The internal market has reduced the accountability of HAs by creating trust boards. Public accountability will be weakened further by allowing primary care trusts and PFI hospitals to combine the functions of planning and provision. By failing to define the structural nature and relationships of PCGs the white paper sacrifices the public health function, and the population focus hitherto exercised for the NHS by HAs is lost. In the US, HMOs and hospital chains combine both purchaser and provider functions, but as they have no responsibility for meeting the local population's needs there are no mechanisms for ensuring local accountability. Redress is only through protracted and laborious complaints procedures. Although it is intended that PCGs and primary care trusts will be accountable through their board to the HA, what will happen when their populations are not coterminous with the HA?

PCGs could be the unwitting executioners of the NHS, disposing of the central tenets of equity and universal coverage and NHS care free at the point of delivery. The white paper legislation must guarantee universal coverage, equity and local accountability. It must distinguish between NHS and privately funded care and provision.

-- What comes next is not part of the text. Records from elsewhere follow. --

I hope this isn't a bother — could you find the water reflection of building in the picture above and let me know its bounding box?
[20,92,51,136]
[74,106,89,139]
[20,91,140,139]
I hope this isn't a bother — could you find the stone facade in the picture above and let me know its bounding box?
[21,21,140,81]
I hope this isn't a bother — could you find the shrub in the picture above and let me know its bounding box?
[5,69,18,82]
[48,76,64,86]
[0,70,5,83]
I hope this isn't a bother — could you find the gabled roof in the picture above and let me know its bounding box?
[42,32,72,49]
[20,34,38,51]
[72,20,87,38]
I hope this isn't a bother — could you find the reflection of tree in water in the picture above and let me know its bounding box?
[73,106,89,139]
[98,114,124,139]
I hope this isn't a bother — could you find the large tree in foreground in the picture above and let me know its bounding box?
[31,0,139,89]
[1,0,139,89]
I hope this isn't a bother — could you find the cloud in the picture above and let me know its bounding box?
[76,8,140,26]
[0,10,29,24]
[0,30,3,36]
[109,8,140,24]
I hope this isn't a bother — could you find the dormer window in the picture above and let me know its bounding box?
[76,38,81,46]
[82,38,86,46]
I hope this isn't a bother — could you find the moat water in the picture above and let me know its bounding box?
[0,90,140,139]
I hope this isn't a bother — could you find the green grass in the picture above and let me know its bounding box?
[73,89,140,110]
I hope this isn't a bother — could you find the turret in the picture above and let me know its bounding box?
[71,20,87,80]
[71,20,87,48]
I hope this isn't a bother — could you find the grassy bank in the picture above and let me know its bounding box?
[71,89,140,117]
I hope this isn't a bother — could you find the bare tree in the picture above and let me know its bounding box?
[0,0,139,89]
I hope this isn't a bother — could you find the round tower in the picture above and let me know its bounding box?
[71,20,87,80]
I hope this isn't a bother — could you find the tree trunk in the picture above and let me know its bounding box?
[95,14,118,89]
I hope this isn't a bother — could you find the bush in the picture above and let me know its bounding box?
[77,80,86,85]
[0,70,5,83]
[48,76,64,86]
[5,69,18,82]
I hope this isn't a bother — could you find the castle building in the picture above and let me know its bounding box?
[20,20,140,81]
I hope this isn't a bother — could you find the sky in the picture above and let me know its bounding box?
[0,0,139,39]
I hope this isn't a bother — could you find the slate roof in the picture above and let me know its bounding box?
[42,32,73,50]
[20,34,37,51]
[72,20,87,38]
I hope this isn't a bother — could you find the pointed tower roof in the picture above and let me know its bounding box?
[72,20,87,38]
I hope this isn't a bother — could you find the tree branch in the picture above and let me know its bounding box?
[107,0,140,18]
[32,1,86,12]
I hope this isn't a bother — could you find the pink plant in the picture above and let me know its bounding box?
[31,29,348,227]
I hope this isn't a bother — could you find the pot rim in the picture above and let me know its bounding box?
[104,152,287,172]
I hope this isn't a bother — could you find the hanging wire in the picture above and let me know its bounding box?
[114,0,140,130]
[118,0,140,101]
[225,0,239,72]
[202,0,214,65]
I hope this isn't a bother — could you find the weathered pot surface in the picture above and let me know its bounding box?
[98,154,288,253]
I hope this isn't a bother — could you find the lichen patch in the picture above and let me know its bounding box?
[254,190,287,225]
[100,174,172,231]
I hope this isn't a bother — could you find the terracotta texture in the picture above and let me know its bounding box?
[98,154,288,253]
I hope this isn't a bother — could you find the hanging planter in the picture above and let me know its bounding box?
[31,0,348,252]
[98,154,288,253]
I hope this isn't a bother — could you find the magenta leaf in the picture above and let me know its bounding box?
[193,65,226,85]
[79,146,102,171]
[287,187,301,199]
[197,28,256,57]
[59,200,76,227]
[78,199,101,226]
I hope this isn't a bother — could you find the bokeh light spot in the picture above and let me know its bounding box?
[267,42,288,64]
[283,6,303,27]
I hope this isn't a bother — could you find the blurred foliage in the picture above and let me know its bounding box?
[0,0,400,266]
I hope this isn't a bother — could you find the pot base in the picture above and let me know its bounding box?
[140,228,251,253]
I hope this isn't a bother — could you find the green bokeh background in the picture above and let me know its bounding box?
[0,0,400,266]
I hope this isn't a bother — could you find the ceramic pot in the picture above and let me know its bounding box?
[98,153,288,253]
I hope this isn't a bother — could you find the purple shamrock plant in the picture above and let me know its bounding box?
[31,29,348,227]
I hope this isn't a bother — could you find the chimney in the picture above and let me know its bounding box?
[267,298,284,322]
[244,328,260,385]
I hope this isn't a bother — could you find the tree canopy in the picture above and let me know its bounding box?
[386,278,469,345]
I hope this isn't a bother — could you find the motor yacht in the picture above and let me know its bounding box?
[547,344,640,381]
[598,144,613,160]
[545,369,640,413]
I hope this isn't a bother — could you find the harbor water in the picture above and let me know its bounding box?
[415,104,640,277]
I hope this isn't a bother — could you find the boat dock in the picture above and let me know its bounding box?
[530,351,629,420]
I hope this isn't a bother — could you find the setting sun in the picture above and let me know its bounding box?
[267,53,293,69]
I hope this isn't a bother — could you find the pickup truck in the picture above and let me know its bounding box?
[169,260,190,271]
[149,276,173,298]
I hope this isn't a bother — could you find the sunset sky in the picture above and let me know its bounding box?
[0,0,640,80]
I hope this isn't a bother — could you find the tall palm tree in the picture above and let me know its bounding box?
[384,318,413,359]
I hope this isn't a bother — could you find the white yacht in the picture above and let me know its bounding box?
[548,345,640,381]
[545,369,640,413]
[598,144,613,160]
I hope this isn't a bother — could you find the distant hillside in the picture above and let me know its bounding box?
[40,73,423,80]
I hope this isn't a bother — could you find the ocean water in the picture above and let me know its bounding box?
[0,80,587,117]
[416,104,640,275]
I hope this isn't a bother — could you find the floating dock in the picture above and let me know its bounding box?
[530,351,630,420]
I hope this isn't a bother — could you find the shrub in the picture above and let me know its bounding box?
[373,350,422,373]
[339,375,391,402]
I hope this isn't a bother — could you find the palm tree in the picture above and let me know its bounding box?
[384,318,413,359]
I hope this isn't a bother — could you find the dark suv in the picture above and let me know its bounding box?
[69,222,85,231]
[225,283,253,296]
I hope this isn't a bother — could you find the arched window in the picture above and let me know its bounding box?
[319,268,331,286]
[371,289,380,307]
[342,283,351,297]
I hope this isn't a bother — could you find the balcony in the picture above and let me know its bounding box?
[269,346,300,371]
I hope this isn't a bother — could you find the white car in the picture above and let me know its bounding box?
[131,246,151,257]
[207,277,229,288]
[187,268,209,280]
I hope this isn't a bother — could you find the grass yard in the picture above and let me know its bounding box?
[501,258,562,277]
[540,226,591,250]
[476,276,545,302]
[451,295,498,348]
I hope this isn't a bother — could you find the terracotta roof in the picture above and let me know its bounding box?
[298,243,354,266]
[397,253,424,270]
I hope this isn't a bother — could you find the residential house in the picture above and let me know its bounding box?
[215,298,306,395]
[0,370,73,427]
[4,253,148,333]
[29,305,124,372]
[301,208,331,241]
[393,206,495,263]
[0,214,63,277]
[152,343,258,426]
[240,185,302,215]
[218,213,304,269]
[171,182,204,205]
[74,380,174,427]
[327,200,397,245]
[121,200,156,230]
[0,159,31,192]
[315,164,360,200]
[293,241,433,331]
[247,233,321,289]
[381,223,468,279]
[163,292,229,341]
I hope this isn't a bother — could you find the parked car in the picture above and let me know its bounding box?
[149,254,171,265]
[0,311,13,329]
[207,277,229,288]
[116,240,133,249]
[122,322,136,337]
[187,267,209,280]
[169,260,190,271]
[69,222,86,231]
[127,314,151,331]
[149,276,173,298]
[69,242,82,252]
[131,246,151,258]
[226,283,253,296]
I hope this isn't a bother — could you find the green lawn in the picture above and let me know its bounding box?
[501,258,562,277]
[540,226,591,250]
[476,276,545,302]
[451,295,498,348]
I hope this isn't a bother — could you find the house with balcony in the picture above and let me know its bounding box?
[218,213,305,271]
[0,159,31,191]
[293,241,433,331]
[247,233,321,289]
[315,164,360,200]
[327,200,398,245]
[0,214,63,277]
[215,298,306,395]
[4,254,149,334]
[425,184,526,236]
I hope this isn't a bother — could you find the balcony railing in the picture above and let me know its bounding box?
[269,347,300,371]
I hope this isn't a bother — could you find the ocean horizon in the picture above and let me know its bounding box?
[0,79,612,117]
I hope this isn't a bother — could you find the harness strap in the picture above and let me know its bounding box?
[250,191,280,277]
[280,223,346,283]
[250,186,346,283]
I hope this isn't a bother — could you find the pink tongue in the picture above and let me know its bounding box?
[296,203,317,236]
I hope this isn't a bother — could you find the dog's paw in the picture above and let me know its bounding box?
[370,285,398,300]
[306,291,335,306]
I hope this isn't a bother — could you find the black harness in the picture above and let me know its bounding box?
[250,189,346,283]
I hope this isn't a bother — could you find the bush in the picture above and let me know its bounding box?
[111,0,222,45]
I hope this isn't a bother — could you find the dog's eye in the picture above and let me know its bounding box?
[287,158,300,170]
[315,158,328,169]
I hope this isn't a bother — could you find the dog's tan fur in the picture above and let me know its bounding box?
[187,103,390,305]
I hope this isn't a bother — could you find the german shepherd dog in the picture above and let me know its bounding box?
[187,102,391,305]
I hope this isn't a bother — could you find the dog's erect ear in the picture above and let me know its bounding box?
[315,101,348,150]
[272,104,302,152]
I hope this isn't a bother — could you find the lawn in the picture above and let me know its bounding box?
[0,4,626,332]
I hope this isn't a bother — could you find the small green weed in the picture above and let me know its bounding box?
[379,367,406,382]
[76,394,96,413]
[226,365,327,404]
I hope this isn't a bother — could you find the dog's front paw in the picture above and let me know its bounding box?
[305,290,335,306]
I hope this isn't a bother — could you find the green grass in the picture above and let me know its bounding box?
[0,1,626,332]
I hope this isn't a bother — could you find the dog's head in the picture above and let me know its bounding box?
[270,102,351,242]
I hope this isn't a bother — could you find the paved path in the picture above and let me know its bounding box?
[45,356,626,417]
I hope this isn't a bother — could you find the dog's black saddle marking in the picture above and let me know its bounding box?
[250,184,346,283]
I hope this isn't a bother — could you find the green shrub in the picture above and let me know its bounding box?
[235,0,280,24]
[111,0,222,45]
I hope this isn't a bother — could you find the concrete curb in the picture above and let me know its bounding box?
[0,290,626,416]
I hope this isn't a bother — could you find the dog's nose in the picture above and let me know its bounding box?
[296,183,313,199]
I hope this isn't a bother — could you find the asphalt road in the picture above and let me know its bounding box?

It must also reverse the handicap imposed on the NHS by capital charges and lack of public sector investment. Policy needs to address the serious deficits in planning and information, but cannot do so until the structure of PCGs has been determined. Tough choices and bold policies are required to secure the future of the NHS. Can Labour afford not to make the right choices?

Key points

The white paper will move the NHS towards an insurance model where a capitated budget will be held by a single agency.

Public accountability will be weakened by allowing primary care trusts and PFI hospitals to combine the planning and provision of services.

Primary care groups could sound the death knell of equity, universal coverage and care free at the point of need in the NHS.

REFERENCES

1 The New NHS - Modern, Dependable. The Stationery Office, 1977.

2 The NHS and Community Care Act 1990

3 Primary Care. Delivering the Future . The Stationery Office, 1996.

4 Gaffney D. Pollock A. Can the NHS Afford the Private Finance Initiative ? BMA report, December 1997.

5 The NHS Private Finance Act, July 1997.